Nigeria’s banking industry’s NPL ratio, the percentage of a bank’s total loan portfolio that is in default or close to default, stood at about 7% in 2025, above the threshold of 5%.
Macroeconomic pressures are also reducing the relevance of tiny loans.
“What ₦10,000 could buy when some digital lenders started nano loans years ago isn’t the same in 2026,” said Babatunde Akin-Moses, co-founder of Sycamore, a digital lending app.
Some lenders still offer small loans, though often within a wider range of credit products.
“There are still many prominent lenders that offer nano loans, but we are seeing more balance,” Akin-Moses said.
Newcredit and Palmcredit, for instance, offer loans between ₦10,000 ($7.21) and ₦800,000 ($576.74), while Easemoni disburses between ₦3,000 ($2.16) and ₦2 million ($1,442).
“Lenders are simply working with what makes them less prone to risk,” Adeshina Adewumi, CEO of Trade Lenda, a digital bank for small businesses, said. “Even farmers today, their average request is around ₦500,000 ($360.46) upwards for small-scale farming. Most who request nano loans might end up diverting the funds for personal use.”
Meanwhile, more established fintechs are entering the credit market using alternative data to reduce risk.
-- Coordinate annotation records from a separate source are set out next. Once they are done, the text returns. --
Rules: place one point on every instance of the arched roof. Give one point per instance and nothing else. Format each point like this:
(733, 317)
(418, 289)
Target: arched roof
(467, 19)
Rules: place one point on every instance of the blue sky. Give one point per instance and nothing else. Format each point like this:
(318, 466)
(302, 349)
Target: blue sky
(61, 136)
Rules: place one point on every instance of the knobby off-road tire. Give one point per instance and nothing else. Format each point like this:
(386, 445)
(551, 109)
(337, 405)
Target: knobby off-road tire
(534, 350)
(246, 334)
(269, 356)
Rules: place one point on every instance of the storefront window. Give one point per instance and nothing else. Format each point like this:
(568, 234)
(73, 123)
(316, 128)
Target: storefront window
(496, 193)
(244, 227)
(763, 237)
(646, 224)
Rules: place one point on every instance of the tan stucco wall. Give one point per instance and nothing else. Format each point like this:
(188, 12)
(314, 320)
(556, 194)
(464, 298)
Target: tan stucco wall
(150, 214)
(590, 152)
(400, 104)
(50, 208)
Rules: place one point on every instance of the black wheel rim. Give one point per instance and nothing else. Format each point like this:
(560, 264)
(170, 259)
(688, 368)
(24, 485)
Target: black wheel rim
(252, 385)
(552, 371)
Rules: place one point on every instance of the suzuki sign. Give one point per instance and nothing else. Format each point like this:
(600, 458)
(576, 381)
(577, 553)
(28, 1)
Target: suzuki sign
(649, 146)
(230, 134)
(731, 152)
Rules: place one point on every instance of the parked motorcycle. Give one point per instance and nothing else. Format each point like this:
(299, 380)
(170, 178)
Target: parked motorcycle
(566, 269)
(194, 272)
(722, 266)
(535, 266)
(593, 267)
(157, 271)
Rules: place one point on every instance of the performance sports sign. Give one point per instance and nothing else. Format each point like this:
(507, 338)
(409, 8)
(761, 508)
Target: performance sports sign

Moniepoint is underwriting loans using payment data from businesses on its platform, while asset-financing company M-KOPA uses repayment histories from device financing to build proprietary credit scores before offering small cash loans.
The shift suggests Nigeria’s digital lending industry is evolving beyond quick emergency credit.
“It shows a maturing industry that is balancing speed of disbursement with risk management,” Akin-Moses said.
Editor’s Note: An earlier version of this article suggested TradeLenda offers nano loans. This has been corrected.